Daten und Fakten

„Dom“ des Kölner Nordens
Weit über die Grenzen von Longerich hinaus gilt die Immanuelkirche als Dom des Kölner Nordens. Das liegt vor allem an ihrer Größe mit 450 Sitzplätzen in dem über 34 Meter langen Kirchenschiff und auf den beiden Emporen. Nach einer Bauzeit von gut eineinhalb Jahren war das Gotteshaus Ende 1963 eingeweiht worden.
Die nach den Plänen des Architekten Gottfried Tucholski errichtete Hallenkirche war wegen des starken Zustroms evangelischer Christen in die Gartenstadt-Nord in den 1950er und 60er Jahren so groß gebaut worden. Angelehnt an die Planungen der Stadt Köln war mit einem Anwachsen der evangelischen Gemeinde auf 6.000 Seelen in Longerich gerechnet worden.
Als Schlüssel galt seinerzeit, dass drei bis fünf Prozent evangelischer Gemeindeglieder regelmäßig den Sonntagsgottesdienst besuchen. Entsprechend diesen Annahmen wurde Sonntag für Sonntag mit 200 bis 300 Kirchenbesuchern gerechnet. Die Zahl von 6000 Gemeindegliedern wurde tatsächlich nie erreicht. Nach den geburtenschwachen Jahrgängen und einem inzwischen abflauenden Trend zu Kirchenaustritten gehören heute annähernd 2100 evangelische Christen zur Immanuel-Gemeinde.

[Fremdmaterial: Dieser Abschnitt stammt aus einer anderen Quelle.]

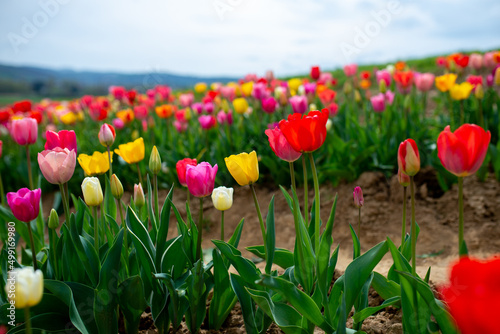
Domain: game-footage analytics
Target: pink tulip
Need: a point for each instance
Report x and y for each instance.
(280, 145)
(378, 102)
(200, 179)
(269, 105)
(476, 61)
(207, 121)
(424, 81)
(62, 139)
(24, 131)
(299, 104)
(350, 70)
(57, 165)
(383, 75)
(25, 203)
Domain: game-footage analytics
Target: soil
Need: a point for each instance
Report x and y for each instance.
(381, 217)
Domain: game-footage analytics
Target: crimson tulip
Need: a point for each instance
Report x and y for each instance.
(462, 152)
(308, 133)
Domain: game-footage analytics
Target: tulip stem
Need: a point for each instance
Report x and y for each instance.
(28, 158)
(460, 213)
(32, 242)
(413, 229)
(200, 231)
(222, 226)
(2, 193)
(27, 320)
(261, 221)
(316, 202)
(96, 232)
(109, 159)
(306, 199)
(139, 173)
(403, 229)
(65, 203)
(292, 176)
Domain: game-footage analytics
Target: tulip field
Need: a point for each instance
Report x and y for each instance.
(117, 246)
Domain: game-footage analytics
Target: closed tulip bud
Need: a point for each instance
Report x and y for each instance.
(358, 197)
(107, 135)
(139, 198)
(27, 286)
(116, 187)
(382, 86)
(53, 220)
(155, 161)
(222, 198)
(479, 92)
(92, 191)
(408, 157)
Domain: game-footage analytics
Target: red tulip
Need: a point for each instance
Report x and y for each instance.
(280, 145)
(462, 152)
(25, 204)
(62, 139)
(308, 133)
(181, 169)
(473, 295)
(315, 72)
(408, 157)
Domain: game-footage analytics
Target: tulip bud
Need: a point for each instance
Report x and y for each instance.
(408, 157)
(116, 187)
(358, 197)
(347, 88)
(403, 179)
(155, 161)
(222, 198)
(53, 220)
(92, 191)
(382, 86)
(27, 286)
(139, 198)
(407, 102)
(479, 92)
(107, 135)
(357, 96)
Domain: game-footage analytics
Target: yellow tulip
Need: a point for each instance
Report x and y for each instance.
(244, 167)
(200, 87)
(25, 289)
(445, 82)
(96, 164)
(247, 88)
(131, 152)
(92, 191)
(240, 105)
(462, 91)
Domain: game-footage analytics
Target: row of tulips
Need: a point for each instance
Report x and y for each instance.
(124, 269)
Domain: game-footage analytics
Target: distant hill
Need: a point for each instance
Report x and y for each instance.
(25, 79)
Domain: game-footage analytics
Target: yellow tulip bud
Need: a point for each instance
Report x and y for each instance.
(116, 187)
(92, 191)
(24, 287)
(244, 167)
(222, 198)
(155, 161)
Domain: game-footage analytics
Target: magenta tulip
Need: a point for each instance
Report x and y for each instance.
(280, 145)
(62, 139)
(200, 179)
(57, 165)
(24, 131)
(25, 203)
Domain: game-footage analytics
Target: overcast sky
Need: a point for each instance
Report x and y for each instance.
(235, 37)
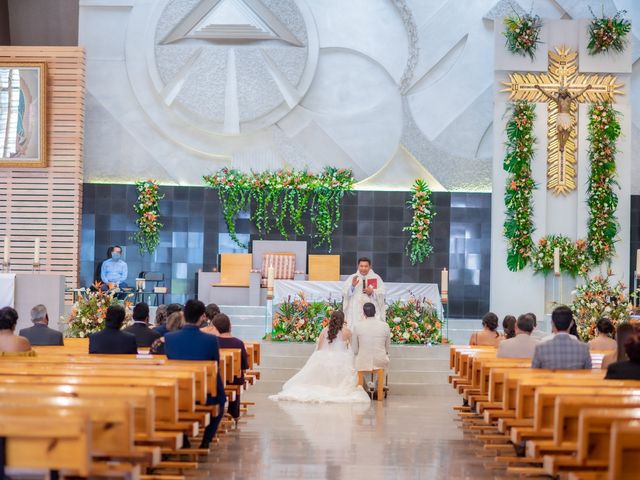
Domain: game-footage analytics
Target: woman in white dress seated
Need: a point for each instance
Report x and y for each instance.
(329, 375)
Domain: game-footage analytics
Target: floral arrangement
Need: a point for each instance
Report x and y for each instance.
(415, 321)
(598, 298)
(518, 225)
(604, 130)
(608, 33)
(282, 197)
(300, 320)
(148, 209)
(419, 246)
(576, 258)
(88, 313)
(522, 33)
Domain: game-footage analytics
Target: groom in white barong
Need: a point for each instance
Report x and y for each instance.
(365, 286)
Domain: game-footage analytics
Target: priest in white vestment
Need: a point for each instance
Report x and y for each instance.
(365, 286)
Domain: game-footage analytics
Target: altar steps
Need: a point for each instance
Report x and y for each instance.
(414, 370)
(248, 323)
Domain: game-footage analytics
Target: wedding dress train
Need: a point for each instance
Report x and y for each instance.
(328, 376)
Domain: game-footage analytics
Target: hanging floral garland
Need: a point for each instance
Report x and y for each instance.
(608, 33)
(522, 33)
(419, 246)
(148, 209)
(576, 257)
(281, 198)
(598, 298)
(518, 197)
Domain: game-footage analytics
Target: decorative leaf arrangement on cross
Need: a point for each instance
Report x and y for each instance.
(578, 257)
(562, 87)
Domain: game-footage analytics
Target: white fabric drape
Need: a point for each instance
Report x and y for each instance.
(7, 289)
(316, 291)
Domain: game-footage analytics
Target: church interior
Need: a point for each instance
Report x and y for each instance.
(287, 239)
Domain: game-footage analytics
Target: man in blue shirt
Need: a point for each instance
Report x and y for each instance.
(114, 270)
(192, 344)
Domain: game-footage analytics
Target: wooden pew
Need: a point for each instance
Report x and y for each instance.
(594, 434)
(47, 442)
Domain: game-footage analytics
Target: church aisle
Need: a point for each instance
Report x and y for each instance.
(406, 437)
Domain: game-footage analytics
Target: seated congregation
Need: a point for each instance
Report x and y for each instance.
(113, 410)
(551, 406)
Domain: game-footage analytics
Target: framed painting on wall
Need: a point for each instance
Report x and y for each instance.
(23, 114)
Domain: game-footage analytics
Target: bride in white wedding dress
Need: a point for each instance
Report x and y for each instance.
(329, 375)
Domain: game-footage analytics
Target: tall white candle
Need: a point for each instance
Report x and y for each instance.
(36, 252)
(444, 282)
(270, 276)
(7, 253)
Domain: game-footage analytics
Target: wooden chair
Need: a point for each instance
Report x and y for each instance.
(324, 268)
(234, 270)
(380, 381)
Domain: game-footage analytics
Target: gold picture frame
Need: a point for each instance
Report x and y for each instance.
(23, 114)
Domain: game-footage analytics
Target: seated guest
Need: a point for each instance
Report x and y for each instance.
(9, 341)
(112, 340)
(140, 328)
(114, 270)
(173, 323)
(161, 319)
(370, 341)
(523, 344)
(563, 351)
(603, 340)
(225, 340)
(509, 326)
(192, 344)
(40, 333)
(488, 335)
(627, 369)
(623, 333)
(537, 333)
(211, 311)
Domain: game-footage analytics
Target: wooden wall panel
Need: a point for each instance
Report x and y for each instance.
(47, 202)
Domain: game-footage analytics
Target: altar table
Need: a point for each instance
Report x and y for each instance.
(315, 291)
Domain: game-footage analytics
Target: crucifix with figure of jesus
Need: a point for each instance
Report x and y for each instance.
(562, 87)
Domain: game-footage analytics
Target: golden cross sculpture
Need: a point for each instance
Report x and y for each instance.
(562, 88)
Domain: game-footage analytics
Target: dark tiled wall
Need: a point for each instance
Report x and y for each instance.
(194, 233)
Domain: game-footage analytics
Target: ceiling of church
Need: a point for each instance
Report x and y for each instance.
(182, 87)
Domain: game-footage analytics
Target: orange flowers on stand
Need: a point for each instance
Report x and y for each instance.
(148, 209)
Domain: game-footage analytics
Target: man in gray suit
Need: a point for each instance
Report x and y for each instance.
(523, 344)
(40, 333)
(563, 351)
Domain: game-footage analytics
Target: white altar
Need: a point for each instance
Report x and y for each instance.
(314, 291)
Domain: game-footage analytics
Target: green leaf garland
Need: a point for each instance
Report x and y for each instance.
(522, 33)
(419, 246)
(518, 197)
(281, 198)
(608, 33)
(148, 209)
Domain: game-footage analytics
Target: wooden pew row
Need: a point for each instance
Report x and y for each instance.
(526, 398)
(45, 442)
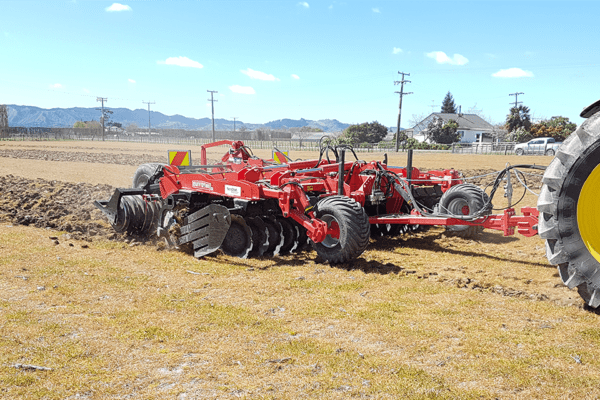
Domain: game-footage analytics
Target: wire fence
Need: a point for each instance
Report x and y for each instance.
(254, 139)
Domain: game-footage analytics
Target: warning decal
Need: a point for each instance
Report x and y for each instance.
(180, 158)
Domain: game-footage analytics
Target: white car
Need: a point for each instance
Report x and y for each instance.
(547, 146)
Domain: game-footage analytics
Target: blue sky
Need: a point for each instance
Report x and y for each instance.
(270, 60)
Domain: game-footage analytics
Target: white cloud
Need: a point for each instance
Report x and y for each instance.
(182, 62)
(513, 73)
(118, 7)
(441, 58)
(258, 75)
(242, 89)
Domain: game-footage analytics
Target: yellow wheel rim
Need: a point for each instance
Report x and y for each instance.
(588, 213)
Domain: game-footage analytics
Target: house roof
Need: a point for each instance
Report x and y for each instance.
(464, 121)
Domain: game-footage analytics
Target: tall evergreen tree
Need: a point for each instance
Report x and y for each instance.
(518, 118)
(448, 106)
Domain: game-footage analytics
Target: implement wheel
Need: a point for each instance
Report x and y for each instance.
(465, 199)
(569, 217)
(354, 229)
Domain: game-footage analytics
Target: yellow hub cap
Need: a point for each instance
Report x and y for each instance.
(588, 213)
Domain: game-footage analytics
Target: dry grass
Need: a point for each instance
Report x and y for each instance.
(424, 316)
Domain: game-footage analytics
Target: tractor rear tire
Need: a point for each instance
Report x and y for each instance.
(568, 204)
(144, 174)
(354, 229)
(465, 199)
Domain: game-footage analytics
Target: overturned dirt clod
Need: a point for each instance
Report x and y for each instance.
(56, 205)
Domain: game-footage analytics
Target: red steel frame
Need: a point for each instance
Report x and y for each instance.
(254, 179)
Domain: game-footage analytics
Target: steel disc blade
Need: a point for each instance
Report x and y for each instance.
(238, 241)
(290, 235)
(275, 236)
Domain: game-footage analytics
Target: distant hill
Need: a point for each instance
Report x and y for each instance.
(29, 116)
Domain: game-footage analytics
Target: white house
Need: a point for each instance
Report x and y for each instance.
(471, 127)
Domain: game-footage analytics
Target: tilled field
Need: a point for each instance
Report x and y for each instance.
(422, 315)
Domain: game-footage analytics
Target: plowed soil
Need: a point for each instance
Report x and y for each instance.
(422, 315)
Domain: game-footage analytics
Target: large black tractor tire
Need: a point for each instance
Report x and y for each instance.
(354, 228)
(144, 174)
(569, 216)
(464, 199)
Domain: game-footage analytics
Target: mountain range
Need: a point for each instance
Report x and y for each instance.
(29, 116)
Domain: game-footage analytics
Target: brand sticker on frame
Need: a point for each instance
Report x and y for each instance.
(205, 185)
(233, 190)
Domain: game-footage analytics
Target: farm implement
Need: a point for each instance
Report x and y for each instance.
(248, 206)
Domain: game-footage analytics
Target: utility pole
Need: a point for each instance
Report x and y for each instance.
(401, 93)
(212, 101)
(516, 98)
(102, 99)
(148, 102)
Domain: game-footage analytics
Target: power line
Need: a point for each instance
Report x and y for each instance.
(148, 102)
(102, 99)
(401, 93)
(212, 101)
(433, 105)
(516, 98)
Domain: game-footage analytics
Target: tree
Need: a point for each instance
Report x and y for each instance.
(369, 132)
(448, 106)
(558, 128)
(304, 132)
(443, 133)
(518, 118)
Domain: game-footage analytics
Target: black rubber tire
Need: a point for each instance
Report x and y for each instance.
(238, 241)
(562, 183)
(290, 235)
(465, 199)
(144, 173)
(354, 229)
(302, 238)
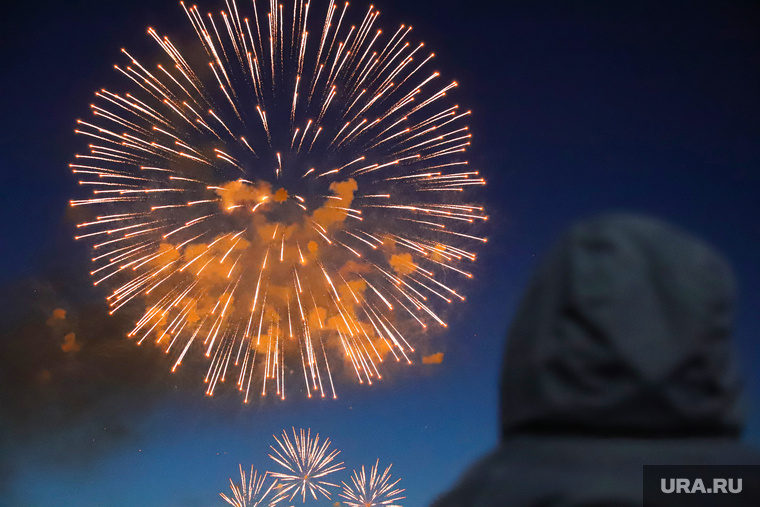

630.094,48 DM kostete der Bau der Immanuelkirche gemäß der 1967 erstellten Endabrechnung ohne die Kosten für den Zwischentrakt zum Gemeindehaus und die Außenanlagen. Möglich war die Finanzierung nur dank der Hilfe von Stadtkirchenverband und Landeskirche und vieler Spenden. Kollektensammlungen und Spenden ermöglichten später nach und nach den Einbau von Buntglasfestern mit biblischen Motiven und 1971 die
Anschaffung der Orgel. Den anfangs geplanten Glockenturm gibt es bis heute nicht. Zu der großen Kirche passt die große Orgel, die es seit 1971 gibt. Sie hat 25 Register und ist mit über 1.700 Pfeifen bestückt, von denen die längste über 2,40 Meter misst. Wegen der hervorragenden Klangeigenschaften der Orgel und der guten Akustik des Kirchenraumes gilt die Immanuelkirche als Konzertkirche, die ausreichend Platz auch für große Veranstaltungen bietet.